SIA
Even despite recording lower operating profits that arrives from high Jet fuel prices and lower returns due to weak global economy.
Fig 1. 1 Financial review of 3 (taken from ASIA PAYOFF report) Based on the PAYOFF report, ASIA (2013) reported that: “During the financial year, air travel and freighter demand continued to be affected by the ongoing weakness in the Rezone and sluggish recovery in the United States.
Yields were diluted as tactical promotions were launched to boost loads amid intense competition and key revenue-generating currencies depreciated against SAG. Fuel prices remained high despite the weak global economic conditions. This had negatively impacted the Group’s operating performance as fuel cost is the largest cost component, constituting about 40 per cent of the Group’s operating expenditure. Group revenue grew $240 million (+1.
6 per cent) to $15,098 million, mainly from airline operations, as a result of stronger passenger carriage, albeit at lower yields.
This was partially offset by lower cargo revenue from a contraction In both loads and yields. ” With reference to Fig 1 . 1, despite the improvement of revenue compared to IFFY, the core business operating profits has dropped 19. 8% comparatively.
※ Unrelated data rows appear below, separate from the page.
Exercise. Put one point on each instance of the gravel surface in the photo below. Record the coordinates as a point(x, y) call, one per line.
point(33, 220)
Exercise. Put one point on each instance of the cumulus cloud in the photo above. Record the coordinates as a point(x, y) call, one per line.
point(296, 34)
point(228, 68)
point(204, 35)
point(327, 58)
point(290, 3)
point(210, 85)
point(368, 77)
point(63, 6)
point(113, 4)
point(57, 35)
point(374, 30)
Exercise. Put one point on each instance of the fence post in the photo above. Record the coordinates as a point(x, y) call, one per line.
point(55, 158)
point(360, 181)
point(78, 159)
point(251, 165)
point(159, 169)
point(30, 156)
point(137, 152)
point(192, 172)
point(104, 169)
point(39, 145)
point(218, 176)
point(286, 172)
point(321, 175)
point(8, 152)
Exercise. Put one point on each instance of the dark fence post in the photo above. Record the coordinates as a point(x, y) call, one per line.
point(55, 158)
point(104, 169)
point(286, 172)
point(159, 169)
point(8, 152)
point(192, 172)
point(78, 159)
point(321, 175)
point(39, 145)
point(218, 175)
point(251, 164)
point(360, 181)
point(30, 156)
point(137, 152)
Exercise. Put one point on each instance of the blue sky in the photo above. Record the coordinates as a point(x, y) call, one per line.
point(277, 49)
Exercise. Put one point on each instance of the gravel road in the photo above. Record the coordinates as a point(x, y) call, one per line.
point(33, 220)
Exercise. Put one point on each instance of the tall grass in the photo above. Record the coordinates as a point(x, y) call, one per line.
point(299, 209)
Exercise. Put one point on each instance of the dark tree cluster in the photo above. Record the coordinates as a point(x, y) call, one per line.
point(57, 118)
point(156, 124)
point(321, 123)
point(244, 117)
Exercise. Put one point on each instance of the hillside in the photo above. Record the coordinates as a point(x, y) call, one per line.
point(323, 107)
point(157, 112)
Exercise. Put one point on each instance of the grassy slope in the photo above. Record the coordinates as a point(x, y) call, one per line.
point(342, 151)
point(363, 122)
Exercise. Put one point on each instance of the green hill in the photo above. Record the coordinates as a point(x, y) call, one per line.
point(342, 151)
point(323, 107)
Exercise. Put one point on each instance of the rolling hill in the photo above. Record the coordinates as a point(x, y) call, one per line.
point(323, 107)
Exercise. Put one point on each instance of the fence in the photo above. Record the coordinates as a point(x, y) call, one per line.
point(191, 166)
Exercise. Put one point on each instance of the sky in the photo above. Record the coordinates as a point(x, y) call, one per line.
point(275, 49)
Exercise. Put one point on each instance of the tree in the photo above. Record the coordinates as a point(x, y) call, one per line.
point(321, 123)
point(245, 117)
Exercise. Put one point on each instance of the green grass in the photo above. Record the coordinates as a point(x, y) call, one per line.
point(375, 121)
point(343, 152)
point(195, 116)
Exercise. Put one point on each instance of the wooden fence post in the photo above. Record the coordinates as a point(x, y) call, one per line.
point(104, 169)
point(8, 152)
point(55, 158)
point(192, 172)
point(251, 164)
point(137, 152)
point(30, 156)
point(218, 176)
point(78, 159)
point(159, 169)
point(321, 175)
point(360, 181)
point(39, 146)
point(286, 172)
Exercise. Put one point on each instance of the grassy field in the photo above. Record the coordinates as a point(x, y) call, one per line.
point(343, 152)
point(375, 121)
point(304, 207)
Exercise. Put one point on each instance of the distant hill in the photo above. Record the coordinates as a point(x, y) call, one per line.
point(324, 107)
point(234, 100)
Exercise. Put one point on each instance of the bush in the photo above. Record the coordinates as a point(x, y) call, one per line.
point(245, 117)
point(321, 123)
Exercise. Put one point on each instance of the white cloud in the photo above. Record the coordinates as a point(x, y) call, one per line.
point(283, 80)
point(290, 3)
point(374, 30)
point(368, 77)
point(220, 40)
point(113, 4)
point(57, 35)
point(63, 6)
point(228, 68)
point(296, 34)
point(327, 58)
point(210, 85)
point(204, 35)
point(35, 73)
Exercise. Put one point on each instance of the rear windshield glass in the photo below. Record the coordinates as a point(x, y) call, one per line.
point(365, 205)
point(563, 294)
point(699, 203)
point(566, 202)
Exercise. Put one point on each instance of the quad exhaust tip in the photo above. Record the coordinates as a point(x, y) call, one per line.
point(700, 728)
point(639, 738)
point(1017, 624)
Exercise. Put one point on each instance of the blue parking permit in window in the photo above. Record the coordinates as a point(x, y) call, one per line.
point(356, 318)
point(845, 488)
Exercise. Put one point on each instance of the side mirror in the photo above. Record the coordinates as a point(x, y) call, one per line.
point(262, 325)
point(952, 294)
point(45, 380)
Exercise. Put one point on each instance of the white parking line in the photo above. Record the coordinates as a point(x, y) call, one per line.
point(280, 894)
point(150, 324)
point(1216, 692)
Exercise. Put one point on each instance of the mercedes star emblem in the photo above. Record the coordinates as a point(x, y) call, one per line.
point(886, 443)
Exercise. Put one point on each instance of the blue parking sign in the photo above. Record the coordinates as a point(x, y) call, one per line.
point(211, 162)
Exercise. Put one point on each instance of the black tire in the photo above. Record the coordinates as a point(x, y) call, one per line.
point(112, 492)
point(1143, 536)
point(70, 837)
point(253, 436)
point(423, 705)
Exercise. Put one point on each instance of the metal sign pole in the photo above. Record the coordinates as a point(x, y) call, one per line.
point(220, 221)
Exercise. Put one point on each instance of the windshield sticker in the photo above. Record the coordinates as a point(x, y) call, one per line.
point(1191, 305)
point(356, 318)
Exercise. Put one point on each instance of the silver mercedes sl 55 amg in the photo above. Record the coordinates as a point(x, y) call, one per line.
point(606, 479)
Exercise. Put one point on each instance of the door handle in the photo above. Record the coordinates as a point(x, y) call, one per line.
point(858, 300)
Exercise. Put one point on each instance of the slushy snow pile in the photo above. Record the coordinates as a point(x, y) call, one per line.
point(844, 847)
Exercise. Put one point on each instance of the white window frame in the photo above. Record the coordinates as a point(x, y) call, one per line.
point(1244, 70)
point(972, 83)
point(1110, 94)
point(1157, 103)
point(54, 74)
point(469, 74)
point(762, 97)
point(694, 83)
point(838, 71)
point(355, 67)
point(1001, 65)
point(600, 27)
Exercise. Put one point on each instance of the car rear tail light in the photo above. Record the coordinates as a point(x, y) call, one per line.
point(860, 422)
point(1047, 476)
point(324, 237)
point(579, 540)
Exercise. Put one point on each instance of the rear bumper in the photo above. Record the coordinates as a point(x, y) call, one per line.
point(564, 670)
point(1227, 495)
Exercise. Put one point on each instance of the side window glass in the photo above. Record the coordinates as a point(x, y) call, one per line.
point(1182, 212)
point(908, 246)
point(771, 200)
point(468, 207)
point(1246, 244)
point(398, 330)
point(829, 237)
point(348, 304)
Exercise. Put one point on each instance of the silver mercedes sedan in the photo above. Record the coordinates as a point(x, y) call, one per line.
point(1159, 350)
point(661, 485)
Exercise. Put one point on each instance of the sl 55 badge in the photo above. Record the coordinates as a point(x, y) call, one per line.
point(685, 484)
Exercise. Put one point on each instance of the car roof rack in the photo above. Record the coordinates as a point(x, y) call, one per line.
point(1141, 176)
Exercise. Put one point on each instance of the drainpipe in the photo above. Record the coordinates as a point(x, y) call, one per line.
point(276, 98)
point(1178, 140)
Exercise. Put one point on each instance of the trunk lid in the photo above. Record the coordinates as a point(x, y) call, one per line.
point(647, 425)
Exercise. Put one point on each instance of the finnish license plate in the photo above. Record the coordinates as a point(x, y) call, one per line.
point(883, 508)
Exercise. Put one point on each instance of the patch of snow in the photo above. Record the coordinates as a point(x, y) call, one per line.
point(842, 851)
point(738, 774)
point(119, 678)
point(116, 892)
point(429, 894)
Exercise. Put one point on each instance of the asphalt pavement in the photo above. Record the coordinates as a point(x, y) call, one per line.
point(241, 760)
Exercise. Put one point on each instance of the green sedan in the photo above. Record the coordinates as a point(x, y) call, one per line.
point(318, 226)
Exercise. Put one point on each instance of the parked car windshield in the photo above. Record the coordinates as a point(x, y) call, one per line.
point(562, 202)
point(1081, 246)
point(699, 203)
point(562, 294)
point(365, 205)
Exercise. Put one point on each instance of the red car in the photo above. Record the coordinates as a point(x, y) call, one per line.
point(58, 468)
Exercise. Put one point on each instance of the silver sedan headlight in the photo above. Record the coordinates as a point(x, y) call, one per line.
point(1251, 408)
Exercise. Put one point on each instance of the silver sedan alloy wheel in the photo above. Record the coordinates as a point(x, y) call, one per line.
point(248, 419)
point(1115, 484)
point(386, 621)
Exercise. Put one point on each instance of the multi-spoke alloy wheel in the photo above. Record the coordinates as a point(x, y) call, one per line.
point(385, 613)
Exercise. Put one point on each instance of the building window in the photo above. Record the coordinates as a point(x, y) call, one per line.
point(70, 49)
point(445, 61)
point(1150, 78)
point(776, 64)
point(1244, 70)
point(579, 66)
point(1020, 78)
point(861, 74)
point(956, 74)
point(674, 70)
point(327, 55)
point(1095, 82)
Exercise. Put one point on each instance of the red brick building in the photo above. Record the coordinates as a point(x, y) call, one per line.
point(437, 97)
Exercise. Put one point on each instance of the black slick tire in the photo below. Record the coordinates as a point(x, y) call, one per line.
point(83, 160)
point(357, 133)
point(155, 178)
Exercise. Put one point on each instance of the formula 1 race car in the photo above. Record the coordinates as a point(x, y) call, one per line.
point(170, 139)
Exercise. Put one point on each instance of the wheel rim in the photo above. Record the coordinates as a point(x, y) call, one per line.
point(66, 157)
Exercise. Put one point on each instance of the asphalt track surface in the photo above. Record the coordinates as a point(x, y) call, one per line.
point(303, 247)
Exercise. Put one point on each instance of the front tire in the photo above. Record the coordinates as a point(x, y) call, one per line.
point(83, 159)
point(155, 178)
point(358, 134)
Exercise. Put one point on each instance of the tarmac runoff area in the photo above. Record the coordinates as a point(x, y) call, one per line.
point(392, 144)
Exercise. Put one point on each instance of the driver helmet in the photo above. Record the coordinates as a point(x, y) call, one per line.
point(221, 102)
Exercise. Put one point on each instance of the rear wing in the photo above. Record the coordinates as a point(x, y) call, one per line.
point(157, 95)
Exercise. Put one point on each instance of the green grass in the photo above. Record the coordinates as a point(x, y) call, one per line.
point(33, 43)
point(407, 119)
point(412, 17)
Yields and loads from both passenger and cargo businesses were weaker than expected even though attempts to boost traffic were made.
With ASIA highlighting that, the core business are expected to remain under pressure.
Moreover, with the addition of rival airlines and the depreciation of revenue-generating currencies against the SAG, his is a concern to ASIA as it would greatly impact the future of the company. Problem Statement Since 2012, ASIA faced Intense competition from the rise of Gulf carriers at the premium market and budget airline rivals at the price-orientated end. ASIA Is attempting to overhaul the company strategy to revive growth by entering Into the low-cost market with Scoot and reducing operating cost at its’ premium market. Challenges in the Premium Market Figure 1.
Premium Passengers Traffic (Taken from DATA) From Figure 1. 2, the graph shows that the number of premium passengers are growing but at a slower rate compared to 2012. Moreover, it also suggests that air travel growth is unlikely to increase in a short period of time and expects the trend of growth to stick at the current rate. Although Sis’s promotions on long-haul routes had boosted traffic, yields are still under pressure as the premium class travel, which contributed up to 40 percent of revenue, was hit by reductions in corporate budgets.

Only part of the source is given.